Ну, как Яна Жемойтелите призывает Павла Александровича, Алексея Фёдоровича, Дмитрия Сергеевича. Как Анна Наринская обосновывает передачу романа «в хорошие руки».
Роман Арбитман звучит долгим эхом героических книжных детей-антисталинистов, авторитетов XX съезда, строгих поборников «ленинских норм».
Кузьменков, повторяю, честнее, за широкие спины не прячется, групповым интересом не прикрывается (напротив – как бы противопоставляя себя прекраснодушному цеху «медоточивых рецензентов»), апеллирует не к «понятиям», а к здравому смыслу, как он его себе представляет…
Сознавая, впрочем, что да, один в поле не воин, и побить Прилепина лучше проверенным оружием. Да тем же Арбитманом. Тем паче что рецензия Арбитмана появилась в апреле, а «чёрная метка» (рубрика такая) Кузьменкова в июльском номере журнала «Урал». Авось и подзабыли, за три-то месяца…
«Туфта, гражданин начальник» – так называется опус Кузьменкова, тут же эта «туфта» разъясняется эпиграфом – вдруг кто не в курсе. Кстати, почему не солженицынская «тухта»? Если уж принято, по укрепляющейся традиции, побивать Захара Прилепина – Александром Исаевичем, отчего б не привлечь весь словарь бодающихся телят?

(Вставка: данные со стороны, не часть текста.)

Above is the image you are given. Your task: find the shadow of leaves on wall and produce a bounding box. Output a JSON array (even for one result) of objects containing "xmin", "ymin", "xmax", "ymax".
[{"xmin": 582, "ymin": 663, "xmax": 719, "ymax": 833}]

Роман Эмильевич пишет, особо не акцентируя небогатую мысль: «охранники и зэки в основном стоят друг друга». Но Кузьменкову надо объяснить, как Прилепин здесь отчаянно и тошнотворно банален:
«Четвертью века ранее о том же писал Довлатов: “Я обнаружил поразительное сходство между лагерем и волей. Между заключёнными и надзирателями… Мы были очень похожи и даже – взаимозаменяемы. Почти любой заключённый годился на роль охранника. Почти любой надзиратель заслуживал тюрьмы” (“Зона”). Идея публике приглянулась, а потому была повторена многажды и на все лады. Лет десять назад Вик. Ерофеев обобщил: “У нас в России для садистов рай… Несостоявшиеся садисты становятся жертвами садизма, но, дай жертвам власть, они тоже станут садистами” (“Маркиз де Сад, садизм и ХХ век”)».

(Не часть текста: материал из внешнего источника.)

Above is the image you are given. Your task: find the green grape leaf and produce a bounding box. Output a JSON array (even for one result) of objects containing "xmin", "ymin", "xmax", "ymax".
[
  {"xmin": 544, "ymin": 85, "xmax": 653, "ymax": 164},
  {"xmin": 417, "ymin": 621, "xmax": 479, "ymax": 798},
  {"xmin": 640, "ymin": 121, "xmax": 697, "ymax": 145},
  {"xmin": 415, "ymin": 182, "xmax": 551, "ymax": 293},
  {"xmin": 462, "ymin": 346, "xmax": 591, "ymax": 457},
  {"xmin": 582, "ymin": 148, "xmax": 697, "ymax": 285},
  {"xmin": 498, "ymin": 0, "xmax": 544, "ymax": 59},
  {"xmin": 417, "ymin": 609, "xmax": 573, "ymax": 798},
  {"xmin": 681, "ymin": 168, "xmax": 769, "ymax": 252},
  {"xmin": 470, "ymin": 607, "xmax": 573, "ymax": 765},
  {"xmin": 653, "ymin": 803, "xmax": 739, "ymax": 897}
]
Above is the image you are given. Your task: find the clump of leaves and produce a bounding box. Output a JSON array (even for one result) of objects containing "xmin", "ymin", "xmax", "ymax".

И, вслед за другими ревнителями матчасти, попасть впросак с датами и сроками: большинство рассказов «Зоны» написано в шестидесятых; первое издание – «Эрмитаж», 1982; никак не «четверть века ранее». К тому же Сергей Донатович заранее вывел «Записки надзирателя» из соловецко-гулаговского контекста: «Солженицын описывает политические лагеря. Я – уголовные».
Виктор же Ерофеев не «лет десять назад», а в 1973 году опубликовал эссе о маркизе де Саде в «Вопросах литературы», с него и началась разнообразная и подчас курьёзная известность этого автора.
Может, Кузьменков читал одного только Арбитмана, не заглянув в Прилепина?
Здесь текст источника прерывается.